Un échange stratégique avec la cheffe du gouvernement
C’est au cabinet de la Première ministre, dans une atmosphère décrite comme studieuse et ouverte, que s’est tenu l’entretien entre le Panel et l’Exécutif congolais. L’objectif affiché : recueillir la lecture de Kinshasa sur les processus en cours et renforcer la coordination régionale autour des initiatives de paix.
« Il était important pour nous, dans le cadre de la mission que l’Union africaine nous a confiée, de rencontrer les autorités, les acteurs clés et bientôt les communautés affectées, pour voir ce qu’il est possible de faire pour consolider les divers accords », a expliqué Mme Samba-Panza, qui co-pilote la médiation.
Dans un contexte marqué par de multiples tentatives diplomatiques — processus de Luanda, feuille de route de Nairobi, dialogue de Doha — la démarche vise à créer des synergies plutôt qu’à empiler les mécanismes. L’approche inclusive et contextuelle est privilégiée.
« Pour résoudre un conflit, il n’y a pas une feuille de route universelle », a souligné Mme Zewde, l’ancienne présidente éthiopienne, en saluant la richesse des informations partagées par la cheffe du gouvernement congolais.
L’accord de Washington salué, la dynamique de Doha encouragée
Signé le 27 juin dernier sous l’égide des États-Unis, l’accord de Washington prévoit notamment la cessation des hostilités dans l’Est de la RDC, le retrait progressif des groupes armés, et la mise en place d’un mécanisme conjoint d’évaluation sous supervision internationale. S’il reste encore flou sur certains aspects, le texte a été accueilli comme une percée majeure dans un contexte longtemps bloqué par l’intransigeance du M23, soutenu par le Rwanda, selon plusieurs rapports de l’ONU.
Le Panel des Facilitateurs ne cache pas son optimisme prudent.
« Cet accord constitue une base solide pour avancer.
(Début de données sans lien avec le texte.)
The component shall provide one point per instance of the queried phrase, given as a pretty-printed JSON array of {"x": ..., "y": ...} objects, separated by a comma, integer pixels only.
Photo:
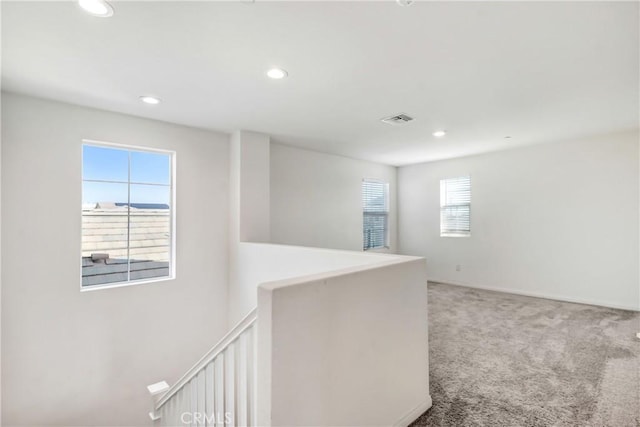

Il doit désormais vivre au cœur des populations, des autorités locales, des communautés », a martelé Mme Samba-Panza.
Quant aux discussions de Doha, toujours en cours sous la médiation du Qatar et avec l’appui des États-Unis et de l’Union africaine, les deux émissaires estiment qu’elles évoluent « dans le bon sens », malgré les tensions persistantes autour du statut de certaines localités stratégiques du Nord-Kivu et du rôle controversé de certains pays voisins.
« Nous espérons que cela aboutira à une solution durable, avec une Union africaine prête à assumer sa responsabilité dans la mise en œuvre », a déclaré Sahle-Work Zewde.
Un leadership féminin mis en avant
Ce déplacement fut aussi l’occasion de souligner la portée symbolique de cette rencontre entre trois femmes africaines aux commandes de dossiers stratégiques. La nomination de Judith Suminwa à la tête du gouvernement congolais — une première dans l’histoire du pays — continue de faire écho bien au-delà des frontières nationales.
« Vous êtes dans un pays où la promotion des femmes est une réalité. Le bon exemple est là, avec Mme la Première ministre », a salué la présidente honoraire de la République centrafricaine.
Cette dimension, loin d’être anecdotique, traduit une volonté de renforcer l’inclusion et la légitimité des processus de paix, souvent dominés par des logiques militaires et masculines. Le Panel, entièrement composé de femmes, souhaite porter les voix souvent marginalisées : celles des mères, des déplacés, des survivants.
Un mandat stratégique pour l’Union africaine
Créé par l’Union africaine au début de l’année 2024, le Panel des Facilitateurs pour la Paix en RDC a pour mission de favoriser la médiation, d’appuyer les efforts de réconciliation et de relancer les dialogues suspendus ou conflictuels. Son action se veut complémentaire des efforts bilatéraux et multilatéraux déjà engagés.
À l’heure où les FARDC poursuivent des opérations conjointes avec des contingents régionaux et que les tensions diplomatiques persistent avec Kigali, l’appel lancé ce 14 juillet depuis Kinshasa résonne comme une mise en garde : sans appropriation nationale, aucune paix ne tiendra.
La balle est désormais dans le camp des Congolais – gouvernants, forces vives et citoyens – pour transformer les avancées diplomatiques en paix tangible sur le terrain.